Sharon Tate's Last Film

      I get a pang of heartbreak whenever I see Sharon Tate in anything.  She worked in TV, had a recurring role on The Beverly Hillbillies as one of Mr. Drysdale's secretaries, but that was before her film career took off, a period of four years when she was in six films, two bit parts in the early 1960s adding to just eight total.  
     If you type in "Sharon Tate" in Amazon Prime, around seventy titles appear, including the film (listed on Amazon as 12 + 1) reviewed here, but, depressingly, dozens of titles reflect the actions of an evil dead creep named Charles Manson, who sent his minions to slaughter Tate and her friends in Benedict Canyon on August 9, 1969.

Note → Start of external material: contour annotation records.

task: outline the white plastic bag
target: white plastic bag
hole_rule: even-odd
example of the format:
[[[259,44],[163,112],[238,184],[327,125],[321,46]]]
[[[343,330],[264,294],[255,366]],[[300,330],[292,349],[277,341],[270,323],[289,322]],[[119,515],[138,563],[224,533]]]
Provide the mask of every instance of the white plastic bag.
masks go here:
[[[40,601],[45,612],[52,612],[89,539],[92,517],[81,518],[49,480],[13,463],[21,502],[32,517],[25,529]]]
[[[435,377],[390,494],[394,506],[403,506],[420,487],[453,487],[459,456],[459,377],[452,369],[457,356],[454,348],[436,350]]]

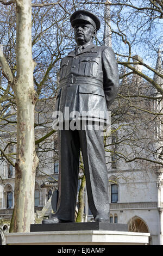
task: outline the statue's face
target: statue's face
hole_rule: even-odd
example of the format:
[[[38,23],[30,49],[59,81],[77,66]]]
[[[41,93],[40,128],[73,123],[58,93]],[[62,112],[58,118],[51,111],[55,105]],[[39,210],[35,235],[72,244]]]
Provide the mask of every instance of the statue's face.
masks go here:
[[[74,35],[78,45],[84,45],[92,41],[96,30],[91,24],[79,22],[74,26]]]

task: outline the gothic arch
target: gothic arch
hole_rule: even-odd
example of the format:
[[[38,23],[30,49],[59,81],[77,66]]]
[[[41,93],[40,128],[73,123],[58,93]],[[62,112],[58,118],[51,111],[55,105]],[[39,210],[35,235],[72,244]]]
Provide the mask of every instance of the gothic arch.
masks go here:
[[[149,229],[146,222],[140,217],[135,216],[128,223],[128,230],[131,232],[148,233]]]
[[[3,189],[3,208],[12,208],[14,204],[13,187],[11,184],[7,183]]]
[[[4,187],[4,190],[3,190],[4,192],[12,192],[14,191],[12,186],[9,183],[7,183]]]

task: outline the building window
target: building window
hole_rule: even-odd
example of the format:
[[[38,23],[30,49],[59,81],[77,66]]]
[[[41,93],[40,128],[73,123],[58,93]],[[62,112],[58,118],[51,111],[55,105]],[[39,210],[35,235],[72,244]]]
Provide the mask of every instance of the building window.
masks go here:
[[[13,175],[13,166],[11,164],[9,165],[8,178],[12,178]]]
[[[35,191],[35,206],[38,206],[40,204],[40,191]]]
[[[58,173],[58,172],[59,172],[59,163],[55,163],[54,173]]]
[[[52,196],[52,191],[51,190],[50,190],[48,191],[48,200],[51,198]]]
[[[115,214],[114,217],[114,223],[118,223],[118,216],[117,214]]]
[[[111,169],[116,169],[117,168],[117,159],[116,154],[112,153],[111,155]]]
[[[10,209],[12,206],[13,194],[11,191],[7,192],[7,208]]]
[[[111,185],[111,202],[117,203],[118,200],[118,187],[116,184]]]
[[[112,218],[112,214],[110,215],[110,223],[113,223],[113,218]]]

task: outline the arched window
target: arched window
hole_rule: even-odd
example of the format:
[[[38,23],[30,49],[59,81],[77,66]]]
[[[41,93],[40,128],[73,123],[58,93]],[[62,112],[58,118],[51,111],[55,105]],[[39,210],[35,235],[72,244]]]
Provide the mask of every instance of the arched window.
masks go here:
[[[133,217],[129,221],[128,230],[130,232],[149,233],[145,222],[137,216]]]
[[[113,223],[113,217],[112,214],[110,214],[110,223]]]
[[[117,148],[117,132],[115,131],[116,129],[116,128],[114,127],[112,129],[112,135],[111,136],[111,144],[112,144],[112,152],[111,153],[111,169],[116,169],[117,168],[117,155],[116,153],[116,148]]]
[[[40,190],[39,185],[35,184],[35,206],[38,206],[40,205]]]
[[[111,185],[111,203],[117,203],[118,200],[118,186],[117,184]]]
[[[118,223],[118,216],[116,214],[114,214],[114,223]]]
[[[11,209],[13,206],[13,190],[10,184],[7,184],[4,188],[4,205],[7,209]]]
[[[52,191],[51,190],[49,190],[48,193],[48,200],[51,198],[51,196],[52,196]]]

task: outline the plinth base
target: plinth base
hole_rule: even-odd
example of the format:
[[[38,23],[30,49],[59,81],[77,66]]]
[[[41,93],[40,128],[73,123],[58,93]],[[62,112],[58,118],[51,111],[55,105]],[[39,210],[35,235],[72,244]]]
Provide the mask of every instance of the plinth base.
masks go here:
[[[112,230],[128,231],[126,224],[109,222],[61,223],[54,224],[34,224],[30,225],[30,232],[47,231]]]
[[[145,245],[148,233],[107,230],[74,230],[8,233],[9,245]]]

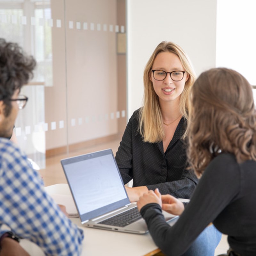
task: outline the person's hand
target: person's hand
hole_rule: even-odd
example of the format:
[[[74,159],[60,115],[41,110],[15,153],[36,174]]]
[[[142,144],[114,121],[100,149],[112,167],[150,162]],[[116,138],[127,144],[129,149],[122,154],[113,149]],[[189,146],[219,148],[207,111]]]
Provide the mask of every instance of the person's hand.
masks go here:
[[[125,186],[125,187],[128,197],[131,202],[139,201],[140,197],[148,191],[146,186],[136,187],[135,188],[130,188]]]
[[[17,241],[10,237],[5,237],[1,241],[0,256],[29,256]]]
[[[147,193],[144,193],[143,195],[140,197],[140,200],[137,203],[137,206],[139,211],[143,206],[152,203],[158,204],[162,207],[162,201],[161,199],[161,194],[158,188],[156,188],[155,191],[150,190]]]
[[[170,195],[162,196],[162,209],[174,215],[180,215],[184,211],[184,205],[177,198]]]
[[[68,213],[67,212],[67,210],[66,210],[66,207],[65,205],[63,205],[63,204],[58,204],[59,205],[59,207],[60,209],[60,210],[61,210],[61,212],[62,212],[65,215],[67,216],[67,217],[68,217]],[[0,255],[1,256],[1,255]]]

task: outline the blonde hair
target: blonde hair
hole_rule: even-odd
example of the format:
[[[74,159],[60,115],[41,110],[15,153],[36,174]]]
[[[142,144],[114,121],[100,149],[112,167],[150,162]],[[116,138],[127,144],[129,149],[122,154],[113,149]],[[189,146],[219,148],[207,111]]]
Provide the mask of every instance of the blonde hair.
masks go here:
[[[162,140],[165,137],[162,114],[158,97],[153,87],[150,76],[151,69],[157,54],[162,52],[176,54],[182,66],[189,75],[186,82],[180,101],[180,108],[182,116],[187,119],[190,107],[188,100],[190,88],[196,79],[196,75],[188,57],[179,45],[172,42],[163,41],[156,47],[149,58],[144,70],[144,106],[140,109],[139,130],[145,142],[155,143]]]
[[[241,75],[224,68],[202,73],[191,90],[188,157],[198,176],[221,152],[238,163],[256,161],[256,110],[252,86]]]

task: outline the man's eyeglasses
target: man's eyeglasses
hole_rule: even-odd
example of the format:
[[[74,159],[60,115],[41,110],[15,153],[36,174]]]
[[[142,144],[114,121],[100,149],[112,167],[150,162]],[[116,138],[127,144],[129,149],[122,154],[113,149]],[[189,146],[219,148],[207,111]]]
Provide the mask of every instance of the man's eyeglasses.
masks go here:
[[[18,99],[10,99],[9,100],[11,101],[16,101],[18,105],[19,109],[22,109],[26,106],[28,98],[25,95],[19,95],[18,97]]]
[[[158,81],[163,81],[166,78],[167,74],[169,74],[171,78],[173,81],[177,82],[180,81],[184,77],[186,71],[175,70],[172,72],[166,72],[163,70],[154,69],[152,70],[154,78]]]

     The Amazon search would seem to indicate that Sharon Tate is more famous for being a murder victim than she is for being an actress.  For her sake, I want that to be a different reality.
     Her last movie, an Italian comedy called Una su 13 (One In 13), is light-hearted and antic, dealing with an unlucky money-strapped barber (Vittorio Gassman) who inherits his English aunt's estate.  Traveling to England from New York, he finds her house derelict, with some moldy paintings and thirteen Hepplewhite chairs in need of refurbishing in order to be worth anything.  He sells them to an antiques dealer across the street for a hundred pounds.  The dealer fixes them up, his assistant Pat (Sharon Tate) sells them to another dealer in London.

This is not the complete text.